There has been a close relationship between art and plastic surgery since the early days of the modern specialty.
It is telling that Sir Harold Gillies, chose to employ the word ‘art’ in the title of his magnum opus of 1920, ‘The Principles and Art of Plastic Surgery’, indicating the significance of artistic principles in his surgical practice. During the First World War, Gillies collaborated with several talented artists and sculptors, most notably Henry Tonks. Similarly, during the Second World War, Gillies’ distant cousin and protégé Archibald McIndoe, at East Grinstead, enlisted the expertise of a medical artist, Mollie Lentaigne. Arthur Rainsford Mowlem, based at Hill End Hospital, St Albans employed Diana 'Dickie' Orpen, daughter of the esteemed Irish painter Sir William Orpen, and a student of the prestigious Slade School of Art under the tutelage of Henry Tonks.

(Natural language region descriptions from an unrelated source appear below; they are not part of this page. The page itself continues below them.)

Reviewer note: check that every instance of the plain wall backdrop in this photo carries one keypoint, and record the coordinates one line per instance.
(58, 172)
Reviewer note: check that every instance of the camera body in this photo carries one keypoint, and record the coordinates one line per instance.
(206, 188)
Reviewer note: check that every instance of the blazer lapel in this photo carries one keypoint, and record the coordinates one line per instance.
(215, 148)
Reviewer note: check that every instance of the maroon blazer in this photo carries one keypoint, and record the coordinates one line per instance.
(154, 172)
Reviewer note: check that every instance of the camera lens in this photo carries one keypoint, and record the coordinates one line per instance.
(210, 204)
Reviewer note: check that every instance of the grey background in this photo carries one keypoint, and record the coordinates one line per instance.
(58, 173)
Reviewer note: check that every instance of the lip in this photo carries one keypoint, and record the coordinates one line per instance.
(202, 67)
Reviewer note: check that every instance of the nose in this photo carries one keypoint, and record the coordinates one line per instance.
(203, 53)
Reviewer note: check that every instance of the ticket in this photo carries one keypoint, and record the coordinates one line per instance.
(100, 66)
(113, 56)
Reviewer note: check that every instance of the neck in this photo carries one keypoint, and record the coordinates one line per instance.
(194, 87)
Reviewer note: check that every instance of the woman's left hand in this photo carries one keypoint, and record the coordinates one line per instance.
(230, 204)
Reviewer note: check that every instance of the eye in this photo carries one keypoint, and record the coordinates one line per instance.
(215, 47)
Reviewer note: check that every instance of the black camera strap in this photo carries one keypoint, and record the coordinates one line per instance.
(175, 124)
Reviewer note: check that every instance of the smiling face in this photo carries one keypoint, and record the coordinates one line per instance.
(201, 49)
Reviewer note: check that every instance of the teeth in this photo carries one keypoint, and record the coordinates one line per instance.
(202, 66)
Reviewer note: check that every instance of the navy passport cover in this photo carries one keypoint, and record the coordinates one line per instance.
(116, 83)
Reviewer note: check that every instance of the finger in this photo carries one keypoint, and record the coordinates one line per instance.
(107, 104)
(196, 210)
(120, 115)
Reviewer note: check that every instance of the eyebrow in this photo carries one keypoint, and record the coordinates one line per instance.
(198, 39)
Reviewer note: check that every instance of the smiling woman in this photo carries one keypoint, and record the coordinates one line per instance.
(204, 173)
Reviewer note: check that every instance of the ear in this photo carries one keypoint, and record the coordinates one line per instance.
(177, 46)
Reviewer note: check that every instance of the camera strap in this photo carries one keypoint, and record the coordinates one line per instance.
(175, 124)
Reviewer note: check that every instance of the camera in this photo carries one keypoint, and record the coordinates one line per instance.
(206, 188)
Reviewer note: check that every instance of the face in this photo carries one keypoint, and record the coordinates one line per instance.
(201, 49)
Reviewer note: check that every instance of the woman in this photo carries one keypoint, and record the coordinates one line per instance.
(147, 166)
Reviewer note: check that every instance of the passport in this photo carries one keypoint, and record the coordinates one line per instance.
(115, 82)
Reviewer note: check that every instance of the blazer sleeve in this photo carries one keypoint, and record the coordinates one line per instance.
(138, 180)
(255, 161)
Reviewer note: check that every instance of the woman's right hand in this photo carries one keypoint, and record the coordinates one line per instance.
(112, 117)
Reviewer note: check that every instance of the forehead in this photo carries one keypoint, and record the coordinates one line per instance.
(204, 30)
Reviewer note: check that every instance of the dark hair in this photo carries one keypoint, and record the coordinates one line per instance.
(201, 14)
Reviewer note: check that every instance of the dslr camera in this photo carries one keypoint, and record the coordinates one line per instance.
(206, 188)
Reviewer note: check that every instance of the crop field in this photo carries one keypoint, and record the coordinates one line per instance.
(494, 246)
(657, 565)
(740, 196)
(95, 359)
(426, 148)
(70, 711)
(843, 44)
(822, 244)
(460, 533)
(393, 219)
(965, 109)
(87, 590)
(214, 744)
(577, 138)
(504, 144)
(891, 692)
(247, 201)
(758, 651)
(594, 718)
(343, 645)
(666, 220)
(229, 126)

These artists, and their modern equivalents not only produced technical diagrams recording the details of surgical procedures, but also bear witness to the interface of human suffering with the medical world around them, interpreting it in the only way they know – as art. Tonks created the famous collection of graphic pastel portraits capturing the emotions of patients undergoing early reconstructive procedures. Orpen created over 2,500 pencil and pen drawings that depict, in great detail, the surgical procedures carried out by Mowlem and his team, but also a selection of pastels and cartoons of those, often colourful characters, with whom she worked.
Here we present a selection of works from the most prominent professional artists between the first world war and today, contrasting this with the practical post-operatively recorded descriptive diagrams of modern surgeon-artists.